K. Jayachandra Reddy, J.

1. The appellant herein is original accused No. 2 in the Sessions case. He alongwith four others were convicted under Sections 302/149, 448 and 447 I.P.C. and sentenced to undergo imprisonment for life, one year R.I. and six months R.I. respectively. A1 the convicted accused preferred appeal in the High Court. A Division Bench of the High Court acquitted the other four accused and convicted the appellant alone under Section 302 I.P.C. simpliciter and sentenced him to undergo imprisonment for life. The prosecution case is that on 22.7.78 at about 8 P.M. they formed into an unlawful assembly and attacked Kabal Singh, the deceased on the roof of his house when he was lying on a cot and inflicted several injuries as a result of which he died. It is alleged that the appellant was armed with a gandasi and the other accused were armed with Takwa, lata and sticks. All the five accused are alleged to have gone up on the terrace and attacked the deceased while he was sleeping. The appellant is alleged to have inflicted an incised wound on the abdomen. The rest of the accused inflicted other injuries in total 16. A report was made after 22 hours though the police station was quite nearby. Autopsy was performed by P.W. 3, the Doctor and he opined that injury No. 6 alleged to have been inflicted by the appellant was individually sufficient to cause death in the ordinary course of nature and other injuries were opined to be collectively sufficient to cause death in the ordinary course of nature.

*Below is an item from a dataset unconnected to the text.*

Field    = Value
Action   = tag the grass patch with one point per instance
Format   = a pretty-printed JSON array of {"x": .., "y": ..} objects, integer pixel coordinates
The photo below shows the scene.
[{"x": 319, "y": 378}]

2. The case rested on the evidence of three eye-witnesses P.Ws 4, 5 and 7 who are all interested. The High Court after considering the evidence of these three eye-witnesses exhaustively was not prepared to accept their evidence in respect of other four accused. The High Court convicted the appellant on the sole ground that the fatal blow was attributed to him. At one stage the High Court even commented that there is every possibility of the witnesses committing mistake in identifying the assailants. Having made such observations on the basis of which the evidence of the eye-witnesses was rejected in respect of four other accused, we are unable to see as to how the same can be relied upon in respect of the appellant. The general grounds on which the evidence of the eye-witnesses has been rejected would equally apply to the case of the appellant also. Merely because the fatal blow is attributed to him that does hot in any way negative the infirmities which are of general nature affecting their veracity. The evidence is common to all the accused. If the identification of the assailants is found to be doubtful then that benefit would also accrue to the appellant equally. If there was delay of 22 hours in giving the F.I.R. and if the same creates a doubt about the truthfulness of the prosecution case the benefit of the same accrues to the appellant also. We are therefore of the view that the reasons given for the acquittal of the other four accused would equally apply to the case of the appellant also and he is also entitled to the benefit of doubt. Accordingly we set aside the conviction and sentence of the appellant and if he is on bail, his bail bond shall stand cancelled. The appeal is allowed accordingly.